Social crisis and insecurity worsen in Haiti
Santo Domingo, DR.
The Dominican Republic closed its embassy and consulates in Haiti yesterday, in addition to withdrawing its civilian personnel for security reasons, due to protests in the country over the high cost of living and the government’s decision to suspend fuel subsidies.
Haiti’s main cities are paralyzed by massive protests in the impoverished nation, which is also plunged into growing gang violence.
The Dominican diplomatic headquarters ordered its closure to the public until further notice due to the insecurity in the neighboring nation, thus joining France, Spain, Mexico, and Canada, which had adopted similar decisions the day before.
Despite the closure and the evacuation of civilian personnel, the legation specified that its telephone lines and social networks would continue to provide guidance.
In case of emergency, the Embassy made available to Dominicans residing in Haiti the telephone number +509 2813-0887 or email [email protected]
The Dominican embassy also recommended that Dominicans in Haiti “be cautious, limit their movements and have with them, as far as possible, basic necessities” such as non-perishable food and medicines.
Last Sunday, alleging that the State lacked funds to continue with the subsidies, Haitian Prime Minister Ariel Henry announced an increase in the prices of gasoline and other fuels.
As a result of the decision, mobilizations intensified since last Wednesday, with blocked roads, public transport stopped, and businesses closed in case of possible attacks by demonstrators.
Banks are closed
Yesterday morning, the Professional Association of Banks (APB) announced the total closure of the operations of commercial banks throughout the country due to the riots which affected several of their branches.
Of the total number of banking institutions in Haiti, eight are commercial, the most important being Banque de la République d Haiti (Central Bank), Banque de Union Haitienne, Banque Nationale de Crédit Haiti, Capital Bank Haiti, Citibank Haiti, Sogebank Haiti, and Unibank Haiti.
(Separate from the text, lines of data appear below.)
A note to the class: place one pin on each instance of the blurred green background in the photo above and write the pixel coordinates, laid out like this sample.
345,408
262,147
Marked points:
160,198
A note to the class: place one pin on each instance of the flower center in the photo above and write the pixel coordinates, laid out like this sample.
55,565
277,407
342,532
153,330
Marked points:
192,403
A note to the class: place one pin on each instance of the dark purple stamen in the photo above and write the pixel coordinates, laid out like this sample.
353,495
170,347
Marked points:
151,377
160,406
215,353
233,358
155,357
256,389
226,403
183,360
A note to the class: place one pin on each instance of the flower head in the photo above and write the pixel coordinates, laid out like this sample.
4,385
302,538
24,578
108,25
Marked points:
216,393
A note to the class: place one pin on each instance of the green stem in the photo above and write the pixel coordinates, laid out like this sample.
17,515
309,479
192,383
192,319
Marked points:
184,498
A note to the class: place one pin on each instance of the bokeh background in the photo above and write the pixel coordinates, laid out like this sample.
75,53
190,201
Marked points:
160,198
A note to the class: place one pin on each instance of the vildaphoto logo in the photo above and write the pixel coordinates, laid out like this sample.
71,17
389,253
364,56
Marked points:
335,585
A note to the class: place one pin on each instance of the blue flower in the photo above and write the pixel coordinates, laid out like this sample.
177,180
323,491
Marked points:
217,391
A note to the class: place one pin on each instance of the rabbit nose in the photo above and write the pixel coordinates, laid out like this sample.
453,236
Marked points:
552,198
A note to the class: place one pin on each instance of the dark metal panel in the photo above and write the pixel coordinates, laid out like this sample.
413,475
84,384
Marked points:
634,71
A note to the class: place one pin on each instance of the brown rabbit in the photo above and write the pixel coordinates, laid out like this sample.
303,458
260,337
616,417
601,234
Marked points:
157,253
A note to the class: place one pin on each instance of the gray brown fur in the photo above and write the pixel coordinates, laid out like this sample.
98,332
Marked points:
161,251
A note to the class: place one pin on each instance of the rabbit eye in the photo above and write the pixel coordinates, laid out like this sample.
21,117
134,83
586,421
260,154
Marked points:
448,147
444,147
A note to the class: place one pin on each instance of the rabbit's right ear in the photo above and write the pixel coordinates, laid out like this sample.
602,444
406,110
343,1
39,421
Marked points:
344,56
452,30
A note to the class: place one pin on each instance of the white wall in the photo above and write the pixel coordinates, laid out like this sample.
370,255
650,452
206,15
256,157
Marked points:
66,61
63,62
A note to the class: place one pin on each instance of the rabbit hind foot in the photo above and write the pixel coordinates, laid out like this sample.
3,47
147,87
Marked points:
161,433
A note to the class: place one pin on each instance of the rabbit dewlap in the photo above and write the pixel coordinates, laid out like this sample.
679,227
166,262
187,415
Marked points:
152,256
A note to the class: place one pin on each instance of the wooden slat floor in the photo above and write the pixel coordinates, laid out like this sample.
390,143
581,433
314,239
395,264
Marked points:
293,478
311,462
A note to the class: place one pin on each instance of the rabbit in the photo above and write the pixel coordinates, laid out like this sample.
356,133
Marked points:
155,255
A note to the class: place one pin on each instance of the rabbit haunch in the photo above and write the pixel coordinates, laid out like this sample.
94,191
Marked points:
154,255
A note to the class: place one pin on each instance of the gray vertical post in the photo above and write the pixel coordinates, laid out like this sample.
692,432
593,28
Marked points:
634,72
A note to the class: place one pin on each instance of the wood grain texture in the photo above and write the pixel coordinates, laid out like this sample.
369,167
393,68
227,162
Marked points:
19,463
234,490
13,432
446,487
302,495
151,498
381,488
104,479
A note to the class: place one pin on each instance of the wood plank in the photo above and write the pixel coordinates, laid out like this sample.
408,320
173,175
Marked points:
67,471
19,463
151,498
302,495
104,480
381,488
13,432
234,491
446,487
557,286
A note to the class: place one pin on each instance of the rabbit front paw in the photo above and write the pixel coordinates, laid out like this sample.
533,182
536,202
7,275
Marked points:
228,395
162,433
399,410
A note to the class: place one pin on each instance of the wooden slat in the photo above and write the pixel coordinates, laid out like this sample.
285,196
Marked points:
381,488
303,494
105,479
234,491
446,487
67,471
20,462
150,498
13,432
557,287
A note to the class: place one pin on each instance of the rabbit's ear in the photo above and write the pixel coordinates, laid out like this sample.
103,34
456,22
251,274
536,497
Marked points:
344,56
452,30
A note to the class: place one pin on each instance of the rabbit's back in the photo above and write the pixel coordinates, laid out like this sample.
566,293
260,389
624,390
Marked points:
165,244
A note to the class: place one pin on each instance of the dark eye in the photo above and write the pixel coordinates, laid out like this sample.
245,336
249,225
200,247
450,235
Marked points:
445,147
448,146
According to a note issued by the guild that groups them, the commercial banks explained that they were forced to close their doors to ensure the safety of customers and employees.
They hoped “calm will return in Haiti so that the banks can continue to serve their clients.”
State TV station attacked
Haiti’s National Television (TNH) was also the target of an attack yesterday by violent groups protesting against the government’s measures to increase fuel prices. The demonstrators attacked the TNH facilities en masse and set fire to three parked vehicles.
In view of the increased tension in the metropolitan area and surrounding areas, the National Police Directorate announced the suspension, until further notice, of permits to carry weapons.
Videos of fans posted on social networks show scenes of looting of complex 18 in Juvénat, Pétion-ville.
In the Port-au-Prince metropolitan area, large businesses were closed to the public, while customers and employees were urged to stay at home.
This Thursday, serious disturbances were also reported in Gonaïves: the offices of the NGO Caritas were ransacked and the demonstrators, after a first unsuccessful attempt the day before, managed today to take everything they found in their path at the premises of the World Food Program (WFP).